ISCA Archive Interspeech 2025
ISCA Archive Interspeech 2025

The Role of Voiced Consonant Duration in Sung Vowel-Consonant and Consonant-Vowel Recognition

Allan Vurma, Einar Meister, Lya Meister, Jaan Ross, Marju Raju, Veeda Kala, Tuuri Dede

This study explores the impact of consonant duration on the intelligibility of sung consonants (/l/, /m/, /n/, and /v/) across various acoustic settings, pitch levels, and background noise conditions. Forty-two participants (13 male, 29 female; aged 16-69) completed recognition tests involving CV and VC segments containing the vowel /a/, sung and spoken by a mezzo-soprano and a baritone. Consonant durations ranged from 0 ms to 200 ms, with artificial reverberation or brown noise added to some stimuli to simulate performance environments.

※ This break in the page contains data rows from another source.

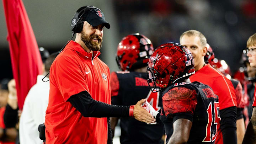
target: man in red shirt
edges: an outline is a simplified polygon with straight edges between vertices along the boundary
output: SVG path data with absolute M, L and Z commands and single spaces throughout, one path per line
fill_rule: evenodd
M 154 117 L 142 106 L 111 105 L 109 69 L 97 57 L 103 28 L 110 27 L 99 9 L 84 6 L 71 22 L 71 41 L 50 69 L 45 124 L 47 144 L 112 144 L 110 117 L 133 117 L 147 123 Z
M 220 126 L 215 143 L 236 144 L 236 101 L 235 90 L 230 80 L 220 72 L 206 64 L 204 59 L 207 52 L 206 38 L 199 32 L 187 31 L 180 36 L 181 45 L 190 50 L 194 59 L 196 74 L 190 79 L 191 82 L 198 81 L 210 86 L 219 96 Z M 220 130 L 221 130 L 221 132 Z
M 247 55 L 251 66 L 256 68 L 256 33 L 247 41 Z M 243 140 L 243 144 L 256 144 L 256 89 L 254 89 L 254 100 L 252 104 L 252 114 L 247 126 Z

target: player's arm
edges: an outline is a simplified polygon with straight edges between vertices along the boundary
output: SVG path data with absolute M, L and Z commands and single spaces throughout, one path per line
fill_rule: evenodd
M 256 108 L 254 107 L 252 114 L 245 131 L 243 144 L 256 144 Z
M 244 135 L 245 128 L 245 127 L 244 116 L 242 111 L 245 105 L 242 94 L 242 87 L 240 82 L 238 81 L 231 80 L 235 92 L 237 109 L 236 110 L 236 135 L 238 144 L 241 144 Z
M 167 144 L 185 144 L 188 140 L 193 115 L 197 104 L 197 95 L 195 90 L 177 87 L 162 97 L 165 114 L 167 120 L 172 122 L 170 123 L 172 125 L 166 124 L 165 127 L 172 127 L 174 129 Z
M 186 143 L 192 127 L 192 122 L 180 118 L 174 122 L 172 126 L 173 133 L 167 144 Z
M 118 119 L 119 119 L 119 118 L 118 117 L 110 118 L 110 124 L 111 125 L 111 132 L 112 132 L 112 137 L 113 138 L 114 136 L 115 128 L 117 125 Z
M 146 123 L 155 121 L 154 117 L 141 106 L 146 99 L 139 101 L 135 106 L 109 105 L 93 99 L 87 91 L 71 96 L 68 100 L 85 117 L 134 117 Z
M 118 95 L 119 91 L 119 81 L 116 73 L 115 72 L 111 73 L 110 76 L 110 87 L 111 90 L 111 103 L 113 105 L 122 105 L 121 96 Z M 111 125 L 112 137 L 114 135 L 114 130 L 117 125 L 119 118 L 111 117 L 110 124 Z
M 237 144 L 236 100 L 231 81 L 225 76 L 220 76 L 215 81 L 218 83 L 212 86 L 219 96 L 220 129 L 224 144 Z
M 107 118 L 108 122 L 108 141 L 107 144 L 113 144 L 113 137 L 112 137 L 112 132 L 111 132 L 111 124 L 110 124 L 110 119 Z
M 237 144 L 236 107 L 220 110 L 220 115 L 223 144 Z
M 244 138 L 245 129 L 243 118 L 236 120 L 236 128 L 238 144 L 241 144 Z

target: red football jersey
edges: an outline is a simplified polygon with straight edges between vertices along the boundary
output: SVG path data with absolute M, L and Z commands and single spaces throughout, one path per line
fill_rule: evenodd
M 106 144 L 106 118 L 85 117 L 67 102 L 87 91 L 92 98 L 110 104 L 110 72 L 97 57 L 70 41 L 56 58 L 50 70 L 50 92 L 45 124 L 47 144 Z
M 255 88 L 254 88 L 254 102 L 252 103 L 252 107 L 256 107 L 256 101 L 255 100 L 255 95 L 256 95 L 256 93 L 255 93 L 255 92 L 256 92 L 256 86 L 255 86 Z
M 191 82 L 198 81 L 208 85 L 219 96 L 219 110 L 237 106 L 235 92 L 231 81 L 209 64 L 203 66 L 190 77 Z M 221 118 L 221 117 L 220 117 Z M 215 144 L 223 143 L 220 129 L 218 129 Z

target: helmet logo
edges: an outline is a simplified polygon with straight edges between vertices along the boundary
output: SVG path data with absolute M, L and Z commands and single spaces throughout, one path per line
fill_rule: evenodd
M 186 61 L 186 66 L 188 66 L 189 65 L 191 65 L 191 60 L 189 60 Z

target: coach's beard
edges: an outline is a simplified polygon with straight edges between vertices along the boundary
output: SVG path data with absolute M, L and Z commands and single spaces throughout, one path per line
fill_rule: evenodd
M 95 38 L 98 39 L 97 42 L 93 41 L 93 39 Z M 82 41 L 85 44 L 85 46 L 90 50 L 99 51 L 102 46 L 101 42 L 102 39 L 99 36 L 94 34 L 92 36 L 88 36 L 87 34 L 85 34 L 83 32 L 82 32 L 81 39 Z

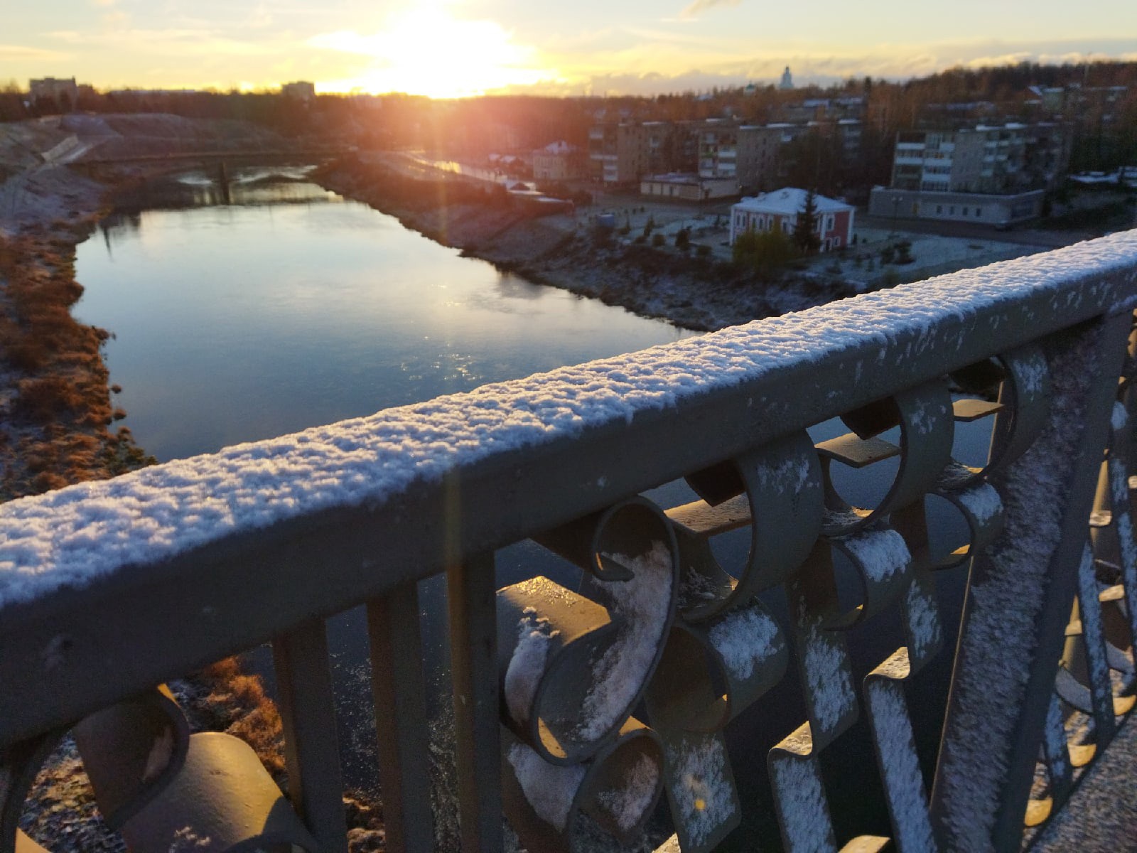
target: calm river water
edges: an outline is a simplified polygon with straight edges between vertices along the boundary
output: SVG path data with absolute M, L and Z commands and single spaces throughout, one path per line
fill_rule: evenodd
M 255 181 L 264 176 L 239 175 L 229 198 L 235 204 L 216 204 L 221 193 L 207 176 L 185 175 L 135 199 L 133 209 L 108 218 L 78 247 L 77 278 L 86 290 L 76 314 L 114 333 L 107 362 L 111 381 L 123 388 L 117 401 L 128 412 L 125 423 L 139 444 L 159 459 L 690 334 L 499 273 L 315 184 Z M 199 206 L 188 206 L 193 198 Z M 820 425 L 814 438 L 844 431 L 835 421 Z M 977 462 L 984 438 L 970 445 L 964 457 Z M 873 477 L 852 483 L 846 496 L 872 505 L 894 474 L 887 463 L 873 466 Z M 690 499 L 675 487 L 654 496 L 665 504 Z M 951 519 L 937 522 L 937 529 L 951 527 Z M 741 562 L 745 539 L 739 531 L 724 544 L 724 564 Z M 576 571 L 532 544 L 499 553 L 499 585 L 533 574 L 572 585 Z M 944 621 L 952 626 L 963 575 L 955 571 L 941 579 Z M 446 706 L 439 701 L 446 695 L 445 589 L 424 583 L 421 595 L 435 685 L 432 705 L 439 713 Z M 770 604 L 785 612 L 780 593 Z M 331 620 L 329 630 L 345 770 L 351 782 L 370 788 L 375 768 L 363 622 L 356 610 Z M 896 647 L 898 627 L 882 618 L 857 635 L 854 656 L 863 671 Z M 935 682 L 932 694 L 946 684 L 951 655 L 940 657 L 940 666 L 921 676 L 926 686 Z M 258 669 L 271 681 L 266 662 L 260 657 Z M 918 718 L 926 718 L 918 719 L 929 738 L 922 744 L 926 753 L 935 748 L 941 701 L 940 695 L 915 709 Z M 781 728 L 804 719 L 792 676 L 765 702 L 778 711 L 778 724 L 771 726 L 769 717 L 740 719 L 731 729 L 732 752 L 753 757 L 747 762 L 753 775 L 736 763 L 739 782 L 758 800 L 764 751 L 787 734 Z M 858 744 L 843 754 L 856 763 L 845 770 L 860 777 L 862 762 L 871 761 L 866 735 L 858 729 L 849 738 Z M 881 812 L 858 814 L 857 797 L 838 800 L 845 800 L 839 825 L 888 831 Z
M 191 176 L 192 180 L 193 176 Z M 121 215 L 78 247 L 76 314 L 161 461 L 690 332 L 463 258 L 315 184 Z

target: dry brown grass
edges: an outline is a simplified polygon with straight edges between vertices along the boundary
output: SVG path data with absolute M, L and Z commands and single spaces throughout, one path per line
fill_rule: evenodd
M 0 240 L 0 374 L 10 395 L 0 406 L 0 499 L 113 477 L 152 462 L 110 401 L 101 346 L 108 333 L 77 322 L 75 242 L 83 234 L 24 234 Z
M 193 676 L 208 694 L 205 710 L 222 731 L 244 740 L 277 781 L 284 773 L 284 732 L 276 705 L 259 676 L 247 674 L 235 657 L 206 666 Z

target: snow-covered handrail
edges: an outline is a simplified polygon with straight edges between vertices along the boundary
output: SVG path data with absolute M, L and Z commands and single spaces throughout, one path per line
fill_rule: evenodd
M 815 812 L 816 803 L 824 805 L 816 752 L 847 729 L 857 714 L 844 640 L 832 640 L 840 635 L 831 629 L 840 620 L 852 624 L 871 618 L 896 601 L 906 602 L 910 636 L 901 649 L 904 654 L 889 659 L 870 676 L 865 702 L 878 729 L 893 732 L 881 735 L 880 742 L 885 744 L 886 790 L 891 797 L 894 790 L 912 782 L 911 773 L 904 776 L 911 771 L 905 764 L 908 753 L 902 750 L 903 754 L 894 754 L 888 748 L 896 728 L 910 726 L 901 713 L 903 691 L 896 687 L 897 679 L 919 669 L 939 647 L 930 623 L 920 621 L 935 619 L 921 616 L 920 611 L 933 601 L 928 597 L 930 575 L 926 571 L 931 566 L 921 568 L 927 555 L 919 553 L 921 524 L 912 516 L 912 507 L 920 504 L 915 499 L 937 491 L 963 507 L 973 533 L 969 555 L 979 554 L 979 546 L 989 541 L 988 550 L 1006 560 L 995 560 L 994 568 L 982 569 L 976 575 L 981 582 L 972 585 L 960 652 L 960 660 L 968 665 L 958 670 L 953 685 L 930 811 L 920 801 L 916 785 L 915 801 L 889 801 L 894 830 L 898 838 L 904 833 L 918 834 L 913 844 L 919 843 L 920 831 L 927 831 L 928 837 L 964 848 L 980 848 L 982 844 L 972 846 L 972 842 L 985 839 L 1003 846 L 1015 833 L 1021 834 L 1020 806 L 1026 805 L 1026 794 L 1020 777 L 1022 768 L 1032 768 L 1030 750 L 1037 752 L 1043 730 L 1043 718 L 1028 707 L 1024 697 L 1037 698 L 1040 691 L 1048 696 L 1052 687 L 1044 682 L 1049 678 L 1053 685 L 1054 679 L 1057 653 L 1052 646 L 1057 640 L 1041 637 L 1043 629 L 1049 630 L 1054 620 L 1064 624 L 1069 615 L 1061 611 L 1069 611 L 1068 593 L 1073 587 L 1051 582 L 1054 566 L 1067 565 L 1070 554 L 1081 553 L 1073 530 L 1082 525 L 1085 539 L 1085 517 L 1079 520 L 1078 513 L 1088 511 L 1096 482 L 1096 471 L 1086 471 L 1093 469 L 1094 453 L 1105 442 L 1120 353 L 1135 305 L 1137 232 L 1127 232 L 10 502 L 0 506 L 0 747 L 68 724 L 196 665 L 274 637 L 299 636 L 296 631 L 302 626 L 308 632 L 304 636 L 312 640 L 312 620 L 363 602 L 372 603 L 376 623 L 373 649 L 387 643 L 391 654 L 400 648 L 405 652 L 390 633 L 380 641 L 382 628 L 375 614 L 384 613 L 390 624 L 407 627 L 406 614 L 398 613 L 392 602 L 406 604 L 414 581 L 440 572 L 460 577 L 451 597 L 462 601 L 464 590 L 483 586 L 487 574 L 492 578 L 492 560 L 487 555 L 520 539 L 541 540 L 547 531 L 571 528 L 567 538 L 554 539 L 558 547 L 572 552 L 576 547 L 570 541 L 572 537 L 583 536 L 579 520 L 591 519 L 588 524 L 592 527 L 584 525 L 591 531 L 588 536 L 599 536 L 597 531 L 608 529 L 604 524 L 613 513 L 621 519 L 612 522 L 613 530 L 629 524 L 655 529 L 652 525 L 656 522 L 646 520 L 654 511 L 629 514 L 620 508 L 625 506 L 621 502 L 687 477 L 709 504 L 723 498 L 727 503 L 722 506 L 729 506 L 741 499 L 741 515 L 731 524 L 749 524 L 756 546 L 769 545 L 763 536 L 780 541 L 790 528 L 798 530 L 800 541 L 792 547 L 771 546 L 778 552 L 772 562 L 781 561 L 781 568 L 774 571 L 752 565 L 735 578 L 733 591 L 711 596 L 708 601 L 721 598 L 721 606 L 684 604 L 682 583 L 690 586 L 691 578 L 699 574 L 691 566 L 705 557 L 698 554 L 709 533 L 704 536 L 700 530 L 719 530 L 715 524 L 721 519 L 700 528 L 702 522 L 682 513 L 658 515 L 663 519 L 661 529 L 675 537 L 667 546 L 670 552 L 652 550 L 653 544 L 665 544 L 666 537 L 659 538 L 663 535 L 648 541 L 621 532 L 617 539 L 638 544 L 626 546 L 630 550 L 604 552 L 612 557 L 607 570 L 616 573 L 606 577 L 604 565 L 587 566 L 595 571 L 597 589 L 584 598 L 603 606 L 597 607 L 598 621 L 588 622 L 588 630 L 581 628 L 581 637 L 592 636 L 608 615 L 614 621 L 604 630 L 617 644 L 631 643 L 629 632 L 636 643 L 654 637 L 650 653 L 644 657 L 647 669 L 639 673 L 642 684 L 637 682 L 638 689 L 623 696 L 626 701 L 621 701 L 620 712 L 631 707 L 631 699 L 646 695 L 649 707 L 654 705 L 666 719 L 671 719 L 669 709 L 687 701 L 658 678 L 649 678 L 650 672 L 669 666 L 667 636 L 689 635 L 695 638 L 691 643 L 716 649 L 714 654 L 727 666 L 725 678 L 739 691 L 737 707 L 727 719 L 769 687 L 764 681 L 762 690 L 756 687 L 761 668 L 755 669 L 749 646 L 740 647 L 738 637 L 763 647 L 774 641 L 774 633 L 788 641 L 799 659 L 803 684 L 810 685 L 810 726 L 780 744 L 770 761 L 774 789 L 781 792 L 777 797 L 782 829 L 796 837 L 807 831 L 806 818 Z M 1118 357 L 1107 363 L 1107 353 Z M 993 357 L 1001 358 L 997 379 L 1004 381 L 1004 394 L 1010 395 L 996 436 L 1002 434 L 1003 446 L 1011 449 L 1005 458 L 993 457 L 989 469 L 981 472 L 945 469 L 947 456 L 941 445 L 944 436 L 951 436 L 951 401 L 943 407 L 947 398 L 946 391 L 940 392 L 941 379 L 958 374 L 979 382 L 974 376 L 984 374 L 982 365 L 994 364 L 989 362 Z M 989 384 L 990 371 L 984 375 Z M 1048 390 L 1044 380 L 1057 390 Z M 1047 408 L 1044 404 L 1052 400 L 1061 405 Z M 850 439 L 816 450 L 802 445 L 806 426 L 848 413 L 854 413 L 850 425 L 862 433 L 861 444 Z M 821 488 L 829 465 L 832 461 L 874 461 L 875 446 L 865 437 L 895 424 L 901 424 L 904 433 L 898 450 L 902 474 L 883 508 L 871 514 L 846 510 L 843 515 L 835 496 L 824 496 Z M 1029 459 L 1030 482 L 1021 479 L 1026 477 L 1023 459 Z M 723 464 L 739 473 L 723 474 Z M 922 474 L 914 473 L 921 470 Z M 777 489 L 769 491 L 774 486 Z M 736 498 L 740 494 L 744 498 Z M 1046 531 L 1040 535 L 1039 520 L 1027 517 L 1028 506 L 1038 508 L 1030 502 L 1037 502 L 1039 494 L 1053 498 L 1047 510 L 1047 523 L 1053 522 L 1051 528 L 1057 531 L 1053 536 Z M 803 500 L 819 502 L 816 520 L 791 515 L 783 519 L 783 530 L 764 529 L 763 513 L 772 517 L 782 512 L 779 507 L 785 500 L 779 502 L 779 495 L 813 495 Z M 604 515 L 606 510 L 608 515 Z M 626 521 L 631 515 L 642 517 L 633 524 Z M 1002 532 L 996 524 L 1001 519 Z M 1036 545 L 1044 543 L 1043 550 L 1027 548 L 1028 539 Z M 827 571 L 831 574 L 832 568 L 828 564 L 825 569 L 825 561 L 816 556 L 818 543 L 839 549 L 863 569 L 868 580 L 860 611 L 828 612 L 833 603 L 827 598 L 823 577 Z M 592 545 L 580 547 L 588 552 Z M 656 556 L 648 560 L 653 553 Z M 680 586 L 671 593 L 678 603 L 653 603 L 647 594 L 623 601 L 604 591 L 614 583 L 634 582 L 628 580 L 628 572 L 634 579 L 656 571 L 652 568 L 656 563 L 666 566 L 658 569 L 664 574 L 679 572 L 674 578 Z M 617 577 L 620 572 L 624 577 Z M 1006 581 L 1010 587 L 1004 593 L 999 583 L 1006 572 L 1014 579 Z M 711 575 L 708 570 L 700 577 Z M 1012 668 L 1007 676 L 1011 695 L 998 698 L 1011 703 L 1010 711 L 984 706 L 985 724 L 998 744 L 991 747 L 977 731 L 977 726 L 982 726 L 973 722 L 976 711 L 969 703 L 981 701 L 978 694 L 969 693 L 978 688 L 969 686 L 968 679 L 981 679 L 996 663 L 972 665 L 969 655 L 982 657 L 982 649 L 994 646 L 997 614 L 1005 616 L 1009 608 L 1014 610 L 1005 597 L 1012 590 L 1022 597 L 1024 577 L 1035 580 L 1032 587 L 1027 583 L 1034 591 L 1026 596 L 1030 601 L 1022 604 L 1026 610 L 1020 614 L 1027 620 L 1020 651 L 1034 662 Z M 720 579 L 720 587 L 723 582 Z M 774 631 L 767 613 L 745 606 L 757 591 L 783 582 L 791 596 L 800 598 L 804 615 L 795 626 Z M 547 593 L 516 591 L 509 599 L 516 614 L 508 607 L 503 611 L 532 622 L 520 635 L 511 624 L 498 637 L 499 647 L 509 646 L 507 664 L 513 664 L 509 654 L 521 635 L 538 637 L 524 644 L 526 660 L 543 661 L 546 647 L 570 647 L 567 640 L 548 638 L 556 631 L 562 631 L 556 637 L 566 637 L 575 624 L 573 619 L 564 616 L 563 628 L 534 621 L 545 616 L 533 602 L 555 608 L 549 602 L 557 596 Z M 927 601 L 918 601 L 918 593 L 927 594 Z M 989 601 L 985 598 L 988 593 Z M 584 602 L 579 606 L 587 608 Z M 659 629 L 671 626 L 677 607 L 679 615 L 670 633 Z M 988 612 L 988 607 L 994 610 Z M 533 613 L 525 613 L 530 608 Z M 474 604 L 468 610 L 480 612 Z M 994 621 L 988 624 L 987 619 Z M 653 620 L 655 628 L 648 626 Z M 634 630 L 620 627 L 625 623 Z M 731 624 L 735 628 L 729 628 Z M 305 643 L 300 645 L 308 648 Z M 280 644 L 288 646 L 287 640 Z M 551 666 L 554 656 L 548 654 Z M 785 655 L 781 660 L 785 665 Z M 483 690 L 482 682 L 490 679 L 496 696 L 498 685 L 492 673 L 479 670 L 474 661 L 463 665 L 473 679 L 467 690 Z M 822 678 L 827 666 L 836 682 Z M 459 670 L 465 672 L 458 666 L 456 678 Z M 516 740 L 518 748 L 537 752 L 509 753 L 505 765 L 512 767 L 517 778 L 506 780 L 507 805 L 518 797 L 518 802 L 532 804 L 532 792 L 523 777 L 526 772 L 529 778 L 540 777 L 549 760 L 559 760 L 556 750 L 542 752 L 540 735 L 533 734 L 548 727 L 531 726 L 528 717 L 539 713 L 542 696 L 555 693 L 542 686 L 542 673 L 548 671 L 539 665 L 523 677 L 526 670 L 514 670 L 513 684 L 524 687 L 517 687 L 521 694 L 515 690 L 506 698 L 512 697 L 516 705 L 521 695 L 532 704 L 522 703 L 524 706 L 511 711 L 514 715 L 506 718 L 508 734 L 504 737 Z M 739 674 L 742 672 L 746 674 Z M 480 674 L 474 678 L 471 673 Z M 390 678 L 395 693 L 402 689 L 396 684 L 401 677 Z M 846 681 L 847 689 L 840 687 Z M 991 691 L 987 693 L 989 698 Z M 739 695 L 747 702 L 738 701 Z M 297 697 L 291 701 L 302 702 Z M 1045 717 L 1045 709 L 1041 713 Z M 483 720 L 467 722 L 484 726 Z M 578 735 L 588 728 L 581 726 L 584 728 Z M 393 767 L 401 767 L 406 756 L 400 751 L 410 743 L 399 734 L 400 727 L 395 724 L 397 734 L 385 755 Z M 616 737 L 611 728 L 606 723 L 597 729 L 595 739 L 581 742 L 582 760 L 607 754 L 605 750 L 624 750 L 639 757 L 646 754 L 642 745 L 634 745 L 644 736 L 624 731 Z M 699 767 L 705 767 L 707 756 L 722 746 L 721 740 L 696 743 L 679 722 L 654 728 L 663 732 L 663 754 L 672 776 L 677 767 L 696 767 L 698 756 L 704 761 Z M 979 755 L 964 746 L 968 738 L 978 744 L 970 748 L 982 754 L 986 770 Z M 625 747 L 625 743 L 632 746 Z M 558 748 L 564 747 L 571 756 L 566 744 L 562 737 Z M 993 750 L 995 759 L 990 757 Z M 641 767 L 639 757 L 625 755 L 625 763 Z M 533 765 L 534 759 L 542 763 Z M 518 769 L 522 765 L 529 770 L 523 772 Z M 466 771 L 476 769 L 484 775 L 490 772 L 488 767 L 479 759 Z M 587 785 L 591 777 L 581 778 L 584 781 L 576 782 Z M 968 785 L 957 784 L 960 779 Z M 512 798 L 511 784 L 521 790 Z M 634 789 L 641 800 L 646 796 L 642 778 Z M 667 789 L 684 850 L 704 848 L 720 838 L 738 809 L 729 797 L 700 798 L 703 808 L 688 808 L 670 782 Z M 790 789 L 813 792 L 821 800 L 803 795 L 795 805 L 792 797 L 782 795 Z M 463 796 L 482 802 L 479 797 L 485 795 L 466 792 Z M 413 796 L 407 794 L 407 800 Z M 565 819 L 575 813 L 571 805 L 564 808 Z M 484 811 L 487 806 L 482 802 L 480 808 Z M 545 808 L 545 817 L 562 813 L 559 806 L 551 812 Z M 722 818 L 717 823 L 707 815 L 715 808 Z M 388 811 L 389 820 L 397 825 L 397 810 Z M 532 826 L 537 829 L 525 831 L 539 831 L 541 809 L 536 809 L 536 814 L 518 818 L 522 823 L 536 821 Z M 619 819 L 615 822 L 621 825 Z M 408 812 L 402 831 L 409 838 L 416 831 L 413 823 Z M 831 828 L 821 831 L 831 836 Z M 393 837 L 398 833 L 396 829 Z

GLMM revealed that recognition was poorer at high pitches, in reverberant acoustics, and with accompaniment, particularly for VC segments. Extending consonant duration from 20 ms to 200 ms consistently improved recognition by up to 25 percentage points. At low pitches, recognition exceeded chance even when the stationary part of the consonant was absent; 20 ms was sufficient for 95% recognition of spoken CVs, except in the presence of noise.